Meher S, Alfirevic Z
Department of Women and Children's Health, Institute of Translational Medicine, University of Liverpool, Liverpool, UK; Queen Charlotte's and Chelsea Hospital, Imperial College Healthcare NHS Trust, London, UK.
BJOG. 2014 Sep;121(10):1188-94; discussion 1195-6. doi: 10.1111/1471-0528.12593. Epub 2014 Feb 27.
The inappropriate and inconsistent selection of primary outcomes (POs) in randomised controlled trials (RCTs) and systematic reviews (SRs) can make evidence difficult to interpret, limiting its usefulness to inform clinical practice.
To systematically review the choice and consistency of POs in RCTs and SRs of preventative interventions for preterm birth.
Cochrane Pregnancy and Childbirth Group's Specialised Register of trials and a full list of published reviews and protocols.
Full reports of RCTs for preterm birth prevention published after CONSORT (January 1997-January 2011), and Cochrane Reviews and protocols relevant to preterm birth prevention, for the same period.
For RCTs, the PO was the outcome used for sample size calculation. For SRs, we included all outcomes listed as 'primary'. Two review authors selected studies and double-checked the data for accuracy.
Seventy-two different POs were reported by 103 RCTs. The three most common POs were based on length of gestation, with preterm birth before 37 weeks of gestation being the most common (18/103, 18%). Few RCTs chose perinatal morbidity (4/103) or mortality (1/103), or their composites (5/103), as POs. In 33 Cochrane Reviews, 29 different POs were reported. The three most common POs were based on death or morbidity in the baby, with death of the baby being the most common (22/33, 67%). POs were variably defined.

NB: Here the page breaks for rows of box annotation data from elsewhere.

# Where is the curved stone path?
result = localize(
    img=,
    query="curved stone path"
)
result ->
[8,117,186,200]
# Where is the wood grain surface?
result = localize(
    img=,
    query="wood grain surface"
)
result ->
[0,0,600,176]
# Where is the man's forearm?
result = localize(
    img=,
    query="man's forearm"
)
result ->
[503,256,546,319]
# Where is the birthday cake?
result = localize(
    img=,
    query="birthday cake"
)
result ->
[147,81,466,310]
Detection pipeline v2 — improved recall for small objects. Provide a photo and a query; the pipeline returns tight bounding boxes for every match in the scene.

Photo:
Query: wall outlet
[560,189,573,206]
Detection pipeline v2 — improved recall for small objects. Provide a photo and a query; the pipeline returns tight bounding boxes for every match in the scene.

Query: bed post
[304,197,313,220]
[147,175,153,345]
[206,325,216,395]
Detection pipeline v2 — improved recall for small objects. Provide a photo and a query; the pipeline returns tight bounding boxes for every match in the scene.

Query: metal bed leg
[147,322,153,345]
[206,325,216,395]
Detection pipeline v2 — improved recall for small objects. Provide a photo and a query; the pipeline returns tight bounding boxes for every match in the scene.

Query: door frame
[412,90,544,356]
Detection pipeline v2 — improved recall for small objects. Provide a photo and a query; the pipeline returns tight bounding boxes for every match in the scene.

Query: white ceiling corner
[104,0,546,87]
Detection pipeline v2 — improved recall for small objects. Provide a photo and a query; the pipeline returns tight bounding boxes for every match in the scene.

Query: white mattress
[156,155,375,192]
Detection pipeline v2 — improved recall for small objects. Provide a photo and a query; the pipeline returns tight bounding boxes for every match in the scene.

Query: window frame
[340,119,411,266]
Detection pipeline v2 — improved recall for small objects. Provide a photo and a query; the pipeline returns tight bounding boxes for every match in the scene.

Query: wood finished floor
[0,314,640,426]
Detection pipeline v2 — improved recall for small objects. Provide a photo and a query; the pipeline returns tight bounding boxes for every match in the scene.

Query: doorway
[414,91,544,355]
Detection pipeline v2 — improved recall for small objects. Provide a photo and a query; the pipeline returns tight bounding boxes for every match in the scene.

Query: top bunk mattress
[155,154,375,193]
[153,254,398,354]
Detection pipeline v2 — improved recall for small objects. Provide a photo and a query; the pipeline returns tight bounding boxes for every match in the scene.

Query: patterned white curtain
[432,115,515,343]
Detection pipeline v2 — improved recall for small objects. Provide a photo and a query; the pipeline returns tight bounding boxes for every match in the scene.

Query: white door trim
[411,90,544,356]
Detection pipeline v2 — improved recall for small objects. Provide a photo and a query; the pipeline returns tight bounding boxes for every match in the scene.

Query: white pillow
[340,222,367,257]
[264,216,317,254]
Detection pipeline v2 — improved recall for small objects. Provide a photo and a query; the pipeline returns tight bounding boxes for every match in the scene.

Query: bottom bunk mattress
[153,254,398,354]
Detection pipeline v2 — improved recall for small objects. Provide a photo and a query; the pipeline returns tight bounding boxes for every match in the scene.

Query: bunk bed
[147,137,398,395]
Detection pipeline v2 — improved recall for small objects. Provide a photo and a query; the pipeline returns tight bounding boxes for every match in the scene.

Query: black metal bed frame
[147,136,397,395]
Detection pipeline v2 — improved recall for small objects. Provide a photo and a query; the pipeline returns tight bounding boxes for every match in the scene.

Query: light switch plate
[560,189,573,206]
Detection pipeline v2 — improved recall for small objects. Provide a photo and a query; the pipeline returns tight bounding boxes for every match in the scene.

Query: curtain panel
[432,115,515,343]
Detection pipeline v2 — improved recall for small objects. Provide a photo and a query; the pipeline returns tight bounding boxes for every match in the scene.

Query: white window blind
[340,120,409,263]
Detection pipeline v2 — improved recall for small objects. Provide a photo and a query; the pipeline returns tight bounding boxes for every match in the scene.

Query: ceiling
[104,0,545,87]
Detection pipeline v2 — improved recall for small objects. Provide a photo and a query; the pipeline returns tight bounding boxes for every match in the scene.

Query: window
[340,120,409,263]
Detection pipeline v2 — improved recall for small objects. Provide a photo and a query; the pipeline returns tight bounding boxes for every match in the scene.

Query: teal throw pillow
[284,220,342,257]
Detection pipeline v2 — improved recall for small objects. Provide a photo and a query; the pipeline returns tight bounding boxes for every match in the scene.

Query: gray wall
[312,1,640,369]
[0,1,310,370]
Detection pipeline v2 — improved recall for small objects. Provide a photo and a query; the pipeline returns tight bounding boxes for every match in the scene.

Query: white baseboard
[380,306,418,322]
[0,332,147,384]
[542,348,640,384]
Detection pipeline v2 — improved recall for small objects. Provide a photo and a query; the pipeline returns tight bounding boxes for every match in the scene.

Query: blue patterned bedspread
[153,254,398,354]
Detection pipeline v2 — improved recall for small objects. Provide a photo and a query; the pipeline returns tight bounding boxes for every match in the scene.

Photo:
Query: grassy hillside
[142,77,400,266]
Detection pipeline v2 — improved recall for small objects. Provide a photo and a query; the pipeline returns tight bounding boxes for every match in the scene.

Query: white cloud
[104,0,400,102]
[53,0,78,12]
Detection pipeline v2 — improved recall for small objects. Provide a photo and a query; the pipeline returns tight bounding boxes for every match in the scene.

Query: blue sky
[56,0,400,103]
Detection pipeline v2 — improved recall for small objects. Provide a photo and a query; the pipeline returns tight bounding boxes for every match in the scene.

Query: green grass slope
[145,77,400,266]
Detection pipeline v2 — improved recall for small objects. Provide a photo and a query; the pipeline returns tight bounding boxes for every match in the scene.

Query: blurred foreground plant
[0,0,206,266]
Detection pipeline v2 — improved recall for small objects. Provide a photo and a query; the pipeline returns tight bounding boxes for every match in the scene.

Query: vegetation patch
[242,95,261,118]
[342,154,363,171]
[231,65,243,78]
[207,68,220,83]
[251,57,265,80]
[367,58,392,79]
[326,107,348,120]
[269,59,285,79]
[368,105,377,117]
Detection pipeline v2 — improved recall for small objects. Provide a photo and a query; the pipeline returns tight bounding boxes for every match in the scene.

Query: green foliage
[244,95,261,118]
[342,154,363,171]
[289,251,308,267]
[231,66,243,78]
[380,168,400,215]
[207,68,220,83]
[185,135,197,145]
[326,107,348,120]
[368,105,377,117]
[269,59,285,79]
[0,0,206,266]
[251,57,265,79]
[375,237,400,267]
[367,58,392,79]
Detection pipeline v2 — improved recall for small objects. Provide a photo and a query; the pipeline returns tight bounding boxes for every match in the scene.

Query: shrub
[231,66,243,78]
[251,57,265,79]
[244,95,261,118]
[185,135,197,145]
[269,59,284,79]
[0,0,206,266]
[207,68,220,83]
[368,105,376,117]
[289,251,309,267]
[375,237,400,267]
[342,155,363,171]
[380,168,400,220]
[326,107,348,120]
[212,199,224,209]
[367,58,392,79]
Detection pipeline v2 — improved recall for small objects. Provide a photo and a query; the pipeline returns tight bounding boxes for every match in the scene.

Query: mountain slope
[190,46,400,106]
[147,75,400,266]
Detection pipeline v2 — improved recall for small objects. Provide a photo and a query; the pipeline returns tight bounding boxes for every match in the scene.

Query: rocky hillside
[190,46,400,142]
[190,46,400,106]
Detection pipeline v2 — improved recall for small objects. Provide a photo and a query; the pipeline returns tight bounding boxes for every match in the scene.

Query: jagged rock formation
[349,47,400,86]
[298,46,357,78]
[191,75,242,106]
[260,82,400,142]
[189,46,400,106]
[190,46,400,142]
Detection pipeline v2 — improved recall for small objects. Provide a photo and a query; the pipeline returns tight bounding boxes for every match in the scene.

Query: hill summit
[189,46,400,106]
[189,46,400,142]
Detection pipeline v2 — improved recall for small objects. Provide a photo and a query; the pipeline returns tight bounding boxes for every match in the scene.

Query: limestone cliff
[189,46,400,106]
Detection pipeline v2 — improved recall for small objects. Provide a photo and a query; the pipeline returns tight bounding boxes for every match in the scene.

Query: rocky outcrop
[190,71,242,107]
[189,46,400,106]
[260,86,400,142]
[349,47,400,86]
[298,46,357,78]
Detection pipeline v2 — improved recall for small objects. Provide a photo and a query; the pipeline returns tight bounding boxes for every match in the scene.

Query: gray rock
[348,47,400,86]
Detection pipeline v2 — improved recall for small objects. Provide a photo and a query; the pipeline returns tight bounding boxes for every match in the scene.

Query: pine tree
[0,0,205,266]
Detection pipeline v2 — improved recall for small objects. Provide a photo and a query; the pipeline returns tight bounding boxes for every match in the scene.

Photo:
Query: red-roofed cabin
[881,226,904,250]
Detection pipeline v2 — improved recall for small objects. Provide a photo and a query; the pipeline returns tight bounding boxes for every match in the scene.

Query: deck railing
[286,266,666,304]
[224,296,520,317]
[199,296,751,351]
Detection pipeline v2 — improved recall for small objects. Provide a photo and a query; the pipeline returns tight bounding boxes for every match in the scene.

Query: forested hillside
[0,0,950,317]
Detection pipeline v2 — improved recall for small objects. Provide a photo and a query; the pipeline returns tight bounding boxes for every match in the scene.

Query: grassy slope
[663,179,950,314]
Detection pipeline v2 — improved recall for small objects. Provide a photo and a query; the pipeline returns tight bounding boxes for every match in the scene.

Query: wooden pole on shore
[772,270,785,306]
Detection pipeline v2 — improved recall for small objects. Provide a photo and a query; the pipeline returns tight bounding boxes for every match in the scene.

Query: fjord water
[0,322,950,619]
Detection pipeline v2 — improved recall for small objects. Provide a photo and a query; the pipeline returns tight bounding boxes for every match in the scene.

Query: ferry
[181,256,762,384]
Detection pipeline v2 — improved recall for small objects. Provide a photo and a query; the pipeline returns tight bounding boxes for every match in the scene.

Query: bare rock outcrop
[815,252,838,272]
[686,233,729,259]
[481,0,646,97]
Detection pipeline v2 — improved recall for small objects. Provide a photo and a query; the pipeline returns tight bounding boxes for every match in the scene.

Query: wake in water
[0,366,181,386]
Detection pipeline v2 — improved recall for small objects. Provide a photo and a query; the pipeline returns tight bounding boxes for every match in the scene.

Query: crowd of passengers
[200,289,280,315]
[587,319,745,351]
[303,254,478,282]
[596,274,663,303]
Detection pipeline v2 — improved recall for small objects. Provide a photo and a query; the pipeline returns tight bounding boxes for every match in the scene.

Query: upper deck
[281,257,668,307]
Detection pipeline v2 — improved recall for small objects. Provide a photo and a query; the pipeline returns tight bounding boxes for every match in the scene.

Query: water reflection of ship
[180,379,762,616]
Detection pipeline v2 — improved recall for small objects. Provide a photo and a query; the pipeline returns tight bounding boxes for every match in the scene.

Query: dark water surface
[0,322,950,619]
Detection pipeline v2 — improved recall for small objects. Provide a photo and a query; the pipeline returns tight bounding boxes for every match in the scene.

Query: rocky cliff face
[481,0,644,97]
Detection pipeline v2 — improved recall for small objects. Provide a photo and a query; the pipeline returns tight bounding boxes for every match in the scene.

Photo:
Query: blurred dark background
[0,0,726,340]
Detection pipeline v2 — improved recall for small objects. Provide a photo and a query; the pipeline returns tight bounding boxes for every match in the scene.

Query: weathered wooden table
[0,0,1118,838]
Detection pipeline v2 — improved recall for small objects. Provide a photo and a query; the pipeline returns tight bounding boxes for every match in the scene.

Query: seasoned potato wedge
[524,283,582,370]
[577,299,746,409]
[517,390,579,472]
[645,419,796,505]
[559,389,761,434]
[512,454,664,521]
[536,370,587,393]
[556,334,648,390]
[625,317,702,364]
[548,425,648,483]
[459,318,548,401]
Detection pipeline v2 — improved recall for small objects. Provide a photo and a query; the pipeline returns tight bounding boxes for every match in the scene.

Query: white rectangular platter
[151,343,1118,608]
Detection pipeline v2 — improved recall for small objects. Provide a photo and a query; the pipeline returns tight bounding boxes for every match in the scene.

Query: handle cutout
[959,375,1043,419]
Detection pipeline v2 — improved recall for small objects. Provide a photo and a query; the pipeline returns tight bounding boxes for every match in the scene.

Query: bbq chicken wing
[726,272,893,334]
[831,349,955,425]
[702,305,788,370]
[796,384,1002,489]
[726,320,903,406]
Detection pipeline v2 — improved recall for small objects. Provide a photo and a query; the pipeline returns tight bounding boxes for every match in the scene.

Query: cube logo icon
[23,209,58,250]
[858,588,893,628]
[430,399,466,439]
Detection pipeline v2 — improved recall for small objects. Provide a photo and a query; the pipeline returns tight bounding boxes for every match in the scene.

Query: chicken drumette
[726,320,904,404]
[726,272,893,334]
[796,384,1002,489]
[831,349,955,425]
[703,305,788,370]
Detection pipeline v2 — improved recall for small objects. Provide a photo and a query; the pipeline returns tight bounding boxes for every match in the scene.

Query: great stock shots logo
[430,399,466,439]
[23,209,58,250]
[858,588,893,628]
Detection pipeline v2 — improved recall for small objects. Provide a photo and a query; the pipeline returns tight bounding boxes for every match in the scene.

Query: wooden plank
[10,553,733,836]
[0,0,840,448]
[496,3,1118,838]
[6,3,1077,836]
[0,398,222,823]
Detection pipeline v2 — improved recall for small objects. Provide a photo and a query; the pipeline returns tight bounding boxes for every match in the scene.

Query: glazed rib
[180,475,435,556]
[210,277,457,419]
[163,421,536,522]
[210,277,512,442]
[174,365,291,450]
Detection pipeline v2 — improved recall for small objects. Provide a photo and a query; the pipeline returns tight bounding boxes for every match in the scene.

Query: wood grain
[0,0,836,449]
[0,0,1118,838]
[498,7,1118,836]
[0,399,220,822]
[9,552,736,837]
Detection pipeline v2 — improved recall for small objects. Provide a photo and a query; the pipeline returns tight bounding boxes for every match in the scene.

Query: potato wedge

There is a lack of consistency in the choice and definitions of POs in clinical research related to preterm birth prevention. SRs are more likely to report morbidity and mortality as POs, whereas RCTs tend to use length of gestation. Researchers are urged to review the outcomes reported in RCTs and SRs in their respective areas of interest to highlight discrepancies and facilitate the development of core outcome sets.
随机对照试验(RCTs)和系统评价(SRs)中主要结局(POs)选择不当且不一致,会使证据难以解读,限制其对临床实践的指导作用。
系统评价RCTs和SRs中预防早产干预措施的POs选择及一致性。
Cochrane妊娠与分娩组专业试验注册库以及已发表综述和方案的完整列表。
1997年1月至2011年1月CONSORT声明发布后发表的预防早产RCTs的完整报告,以及同期与预防早产相关的Cochrane综述和方案。
对于RCTs,PO是用于计算样本量的结局。对于SRs,我们纳入列为“主要”的所有结局。两位综述作者选择研究并复查数据准确性。
103项RCTs报告了72种不同的POs。最常见的三种POs基于孕周,其中妊娠37周前早产最为常见(18/103,18%)。很少有RCTs选择围产期发病率(4/103)或死亡率(1/103),或其综合指标(5/103)作为POs。在33篇Cochrane综述中,报告了29种不同的POs。最常见的三种POs基于婴儿的死亡或发病情况,其中婴儿死亡最为常见(22/33,67%)。POs的定义各不相同。
与预防早产相关的临床研究中,POs的选择和定义缺乏一致性。SRs更倾向于将发病率和死亡率报告为POs,而RCTs倾向于使用孕周。敦促研究人员复查各自感兴趣领域的RCTs和SRs中报告的结局,以突出差异并促进核心结局集的制定。